The Finance boss said high wage costs continue to undermine the county’s fiscal responsibilities, fearing that the cost could increase further to Sh18.1 billion in the financial year ending on June 30, 2023.

Without counting the Nairobi Metropolitan Services (NMS) staff, City Hall spent Sh5.7 billion on salaries and wages in the financial year to June 30, 2020. This increased to Sh5.8 billion the following fiscal year.

The county government has 12,034, per the latest biometric count at the end of January 2019, with 6,852 seconded to NMS.

To rein in the wage bill, Mr Igambi said the county is preparing a send-off package to motivate early retirement of less productive staff.

City Hall will also embark on payroll cleansing to make sure dead and sacked employees are not being paid.

This is in addition to adopting technology to replace some aspects of human labour, like using tools and machinery to carry out environmental duties like slashing and maintaining lawns.

“This will save the county a lot of money, which could have been paid to casual workers,” Mr Igambi said.

“Automation of employees’ reporting time register is essential for it will curb the ghost workers menace hence reducing the wage bill,” he added.

City Hall has tried retiring its ageing workers by dangling voluntary early retirement but only 462 employees have exited through natural attrition.

However, Mr Igambi said the county is working to improve human resource efficiencies by training existing employees from time to time to equip them with new required skills.

City Hall has since 2018 tried to roll out voluntary early retirement schemes with little success as the staff union rejected the plans, demanding full settlement of retirement benefits and pension.

The union has maintained the county government must first clear pension money owed to those who retired naturally between 2018 and 2020 and those set to do so in 2021.

City Hall still owes those who left through natural attrition Sh175 million in the form of gratuities, coffin costs, terminal leave dues and other benefits. Pension dues stand at Sh19 billion to the Local Authority Pension Trust (Laptrust) and Sh23 billion to Local Authority Pension Fund (Lapfund).

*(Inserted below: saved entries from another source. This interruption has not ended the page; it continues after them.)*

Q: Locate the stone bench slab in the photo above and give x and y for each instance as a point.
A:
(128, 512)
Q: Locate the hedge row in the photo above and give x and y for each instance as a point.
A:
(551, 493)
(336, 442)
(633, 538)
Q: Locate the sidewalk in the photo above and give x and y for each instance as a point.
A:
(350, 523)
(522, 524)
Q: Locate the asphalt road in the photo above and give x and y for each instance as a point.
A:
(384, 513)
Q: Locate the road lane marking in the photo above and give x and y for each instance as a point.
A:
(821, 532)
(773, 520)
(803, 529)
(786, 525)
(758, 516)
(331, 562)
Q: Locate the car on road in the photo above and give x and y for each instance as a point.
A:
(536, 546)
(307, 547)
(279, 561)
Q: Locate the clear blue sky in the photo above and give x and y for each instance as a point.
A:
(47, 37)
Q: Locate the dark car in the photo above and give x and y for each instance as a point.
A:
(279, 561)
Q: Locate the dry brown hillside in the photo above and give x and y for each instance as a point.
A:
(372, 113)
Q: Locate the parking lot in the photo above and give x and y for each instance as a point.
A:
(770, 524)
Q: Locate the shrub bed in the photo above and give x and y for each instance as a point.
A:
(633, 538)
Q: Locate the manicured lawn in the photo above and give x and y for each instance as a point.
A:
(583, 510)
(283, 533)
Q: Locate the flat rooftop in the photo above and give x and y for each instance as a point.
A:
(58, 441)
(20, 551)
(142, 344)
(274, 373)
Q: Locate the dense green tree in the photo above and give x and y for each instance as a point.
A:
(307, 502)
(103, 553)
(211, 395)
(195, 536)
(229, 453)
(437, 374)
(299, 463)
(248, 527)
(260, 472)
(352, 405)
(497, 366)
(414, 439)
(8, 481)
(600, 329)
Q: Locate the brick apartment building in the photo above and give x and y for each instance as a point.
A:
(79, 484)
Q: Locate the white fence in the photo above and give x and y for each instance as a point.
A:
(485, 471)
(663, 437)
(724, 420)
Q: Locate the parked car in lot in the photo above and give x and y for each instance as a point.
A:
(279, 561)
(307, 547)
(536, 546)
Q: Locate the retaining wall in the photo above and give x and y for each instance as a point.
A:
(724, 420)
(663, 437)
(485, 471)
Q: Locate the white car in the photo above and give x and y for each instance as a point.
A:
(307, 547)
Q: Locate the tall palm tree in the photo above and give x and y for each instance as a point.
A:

A similar scheme in 2018 by former Governor Mike Sonko saw only 400 workers voluntarily leave between July 2018 and January 2019 despite plans to retire 731.

A biometric report released by the county government in November, 2019 revealed that about a half of City Hall employees are over 50 years.

The report revealed that out of the 11, 603 City Hall workers at that time, a whopping 5,709 were aged 50 years and above, with 19 above the retirement age of 60.

The report also revealed that only 792 of the employees were below the age of 35, representing only 14 percent of the workforce.

Some 2, 712 workers were aged between 55 and 59; 2, 978 between 50 and 54; and 2, 663 between 45 and 49.